Digitalisasi bikin 800 ribu pekerja terancam nganggur

Senin, 26 November 2018 | 13:48 WIB ET

JAKARTA, kabarbisnis.com: Revolusi industri 4.0 bukan hanya menghadirkan peluang, tapi juga tantangan. Pasalnya revolusi yang berbasis digital tersebut secara langsung mengancam sejumlah pekerjaan akibat rontoknya berbagai perusahaan sebagai dampak otomatisasi dan digitalisasi. Jumlah pekerjaan terdampak tidak main-main.

Kementerian Riset Teknologi dan Pendidikan Tinggi (Kemenristek Dikti) memperkirakan 75 juta hingga 375 juta pekerjaan hilang. Prediksi banyaknya pekerjaan terancam otomatisasi dan digitalisasi juga telah disampaikan Mckinsey Global Institute.

Dalam studi terbarunya lembaga itu bahkan memperkirakan sekitar 800 juta pekerja di seluruh dunia akan kehilangan pekerjaan pada 2030. Sebelumnya World Economic Forum September lalu merilis laporan bertajuk Future of Jobs Report 2018.

Dilaporkan beberapa pekerjaan diperkirakan akan menjadi tidak dibutuhkan dan akan digantikan dengan profesi baru pada 2022 nanti dan karier baru yang dibutuhkan.

Beberapa pekerjaan dimaksud antara lain, input data/data entri akan digantikan dengandata analyst/scientist, akunting dan payroll diperkirakan digantikan AI (kecerdasan buatan) dan machine learning specialist, dan perakitan serta pekerja pabrik akan diganti analis data spesialis.

“Karena itu sejak jauh-jauh hari kami mengingatkan agar generasi muda kita siap menghadapinya. Jika generasi Indonesia siap, ancaman kehilangan berbagai sektor pekerjaan tersebut berubah menjadi peluang menciptakan berbagai lapangan kerja baru, khususnya berbasis digital,” kata Kepala Biro Perencanaan Kemenristek Dikti Dr Erry Ricardo Nurzal pada seminar Revolusi Industri 4.0: Integrasi Keilmuan dan Kesiapan Teknologi kemarin di Uhamka Jakarta.

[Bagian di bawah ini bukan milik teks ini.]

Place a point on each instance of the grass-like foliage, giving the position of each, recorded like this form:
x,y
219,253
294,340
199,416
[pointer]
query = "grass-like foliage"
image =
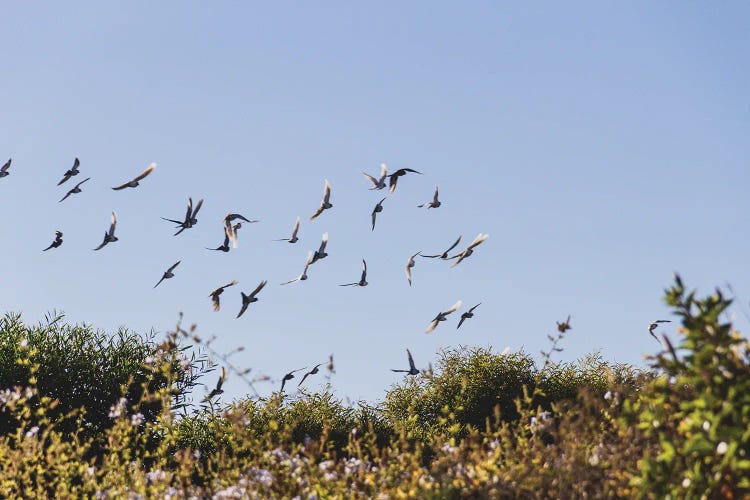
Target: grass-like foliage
x,y
479,424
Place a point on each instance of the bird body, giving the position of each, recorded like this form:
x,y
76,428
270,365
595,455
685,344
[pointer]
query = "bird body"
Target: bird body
x,y
135,182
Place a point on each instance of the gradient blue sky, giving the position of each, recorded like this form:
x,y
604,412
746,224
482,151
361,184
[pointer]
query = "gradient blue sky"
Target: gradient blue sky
x,y
601,146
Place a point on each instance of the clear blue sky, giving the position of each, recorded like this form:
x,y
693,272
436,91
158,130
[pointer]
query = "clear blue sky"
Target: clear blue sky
x,y
601,146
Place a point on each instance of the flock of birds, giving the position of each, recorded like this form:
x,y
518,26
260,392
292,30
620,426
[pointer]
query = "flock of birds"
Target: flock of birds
x,y
233,222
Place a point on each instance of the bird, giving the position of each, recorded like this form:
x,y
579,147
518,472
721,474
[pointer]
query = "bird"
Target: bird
x,y
190,216
393,178
76,189
215,294
232,230
320,253
412,369
378,183
654,325
468,314
442,316
444,255
224,247
362,281
432,204
311,372
70,173
325,204
289,376
134,182
378,208
409,264
564,326
168,273
109,236
302,276
218,390
470,249
294,238
56,243
4,168
249,299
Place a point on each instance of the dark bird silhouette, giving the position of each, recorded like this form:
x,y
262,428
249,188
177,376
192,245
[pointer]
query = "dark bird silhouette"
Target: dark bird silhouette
x,y
70,173
4,168
362,281
325,204
432,204
216,293
444,255
289,376
409,264
468,314
393,178
249,299
378,183
469,250
442,316
76,189
654,325
412,369
564,326
168,273
218,390
134,182
320,253
294,238
303,276
378,208
311,372
56,243
190,216
109,236
224,247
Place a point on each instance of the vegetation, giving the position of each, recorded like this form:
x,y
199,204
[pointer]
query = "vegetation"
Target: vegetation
x,y
480,425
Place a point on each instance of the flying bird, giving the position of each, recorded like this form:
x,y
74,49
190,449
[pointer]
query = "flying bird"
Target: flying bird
x,y
444,255
324,205
134,182
56,243
70,173
362,281
468,314
311,372
442,316
393,178
378,208
168,273
654,325
289,376
378,183
109,236
190,216
432,204
412,369
409,264
218,390
294,238
76,189
470,249
4,168
303,276
249,299
216,293
320,253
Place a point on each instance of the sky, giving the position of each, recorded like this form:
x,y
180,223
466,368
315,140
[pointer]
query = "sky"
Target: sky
x,y
601,146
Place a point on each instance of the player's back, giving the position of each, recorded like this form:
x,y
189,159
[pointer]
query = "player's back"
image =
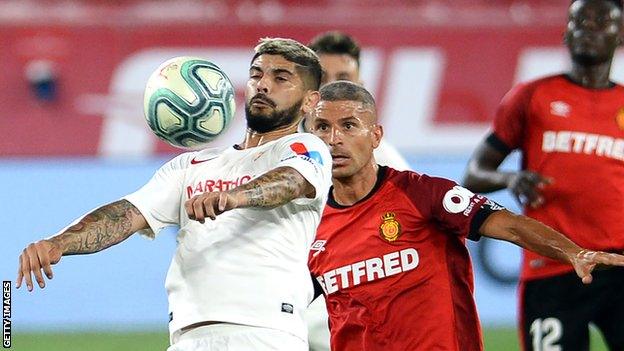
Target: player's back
x,y
575,136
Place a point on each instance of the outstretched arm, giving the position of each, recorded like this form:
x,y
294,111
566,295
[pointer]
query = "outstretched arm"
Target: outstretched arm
x,y
270,190
96,231
537,237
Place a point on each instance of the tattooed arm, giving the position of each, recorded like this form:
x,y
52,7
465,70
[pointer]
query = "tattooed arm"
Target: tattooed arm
x,y
96,231
270,190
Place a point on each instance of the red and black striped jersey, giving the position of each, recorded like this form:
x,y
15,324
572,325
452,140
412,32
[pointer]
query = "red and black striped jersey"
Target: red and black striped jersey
x,y
394,266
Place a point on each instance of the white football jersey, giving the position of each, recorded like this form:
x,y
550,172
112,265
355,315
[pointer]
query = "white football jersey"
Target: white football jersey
x,y
249,266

Dia menandaskan, di era revolusi industri 4.0 ini, segala sesuatu digantikan oleh mesin yang saling terhubung dan berkomunikasi satu sama lain dan membuat banyak pekerjaan tidak lagi membutuhkan tenaga dan otak manusia.

Kecerdasan buatan (artificial intelligence /AI), menurut dia, mulai menggantikan daya pikir manusia, termasuk dalam hal pengambilan keputusan. Sebagai contoh, di dunia perbankan, mesin mulai menggantikan daya analisis manusia ketika harus memberikan keputusan dalam soal pemberian pinjaman kepada suatu perusahaan dengan melihat data dan rekam jejaknya selama ini.

“Hanya daya kreativitas yang belum bisa digantikan mesin. Karena itu generasi milenial harus kreatif jika tidak ingin tertinggal di era ini,” katanya.

Di sisi lain, pada era revolusi industri 4.0, menurutnya, muncul fenomena orang-orang muda yang tidak lagi bekerja di kantor dengan waktu yang ketat, tetapi bekerja dengan peralatan digitalnya di mana saja dan kapan saja sambil menghasilkan banyak uang.

“Ini sudah terjadi di Amerika, Eropa, Asia, dan berbagai negara, termasuk Indonesia,” katanya. Dekan Fakultas Teknik Uhamka Dr Sugema mengatakan, revolusi industri 4.0 mulai mengalami puncaknya sekarang.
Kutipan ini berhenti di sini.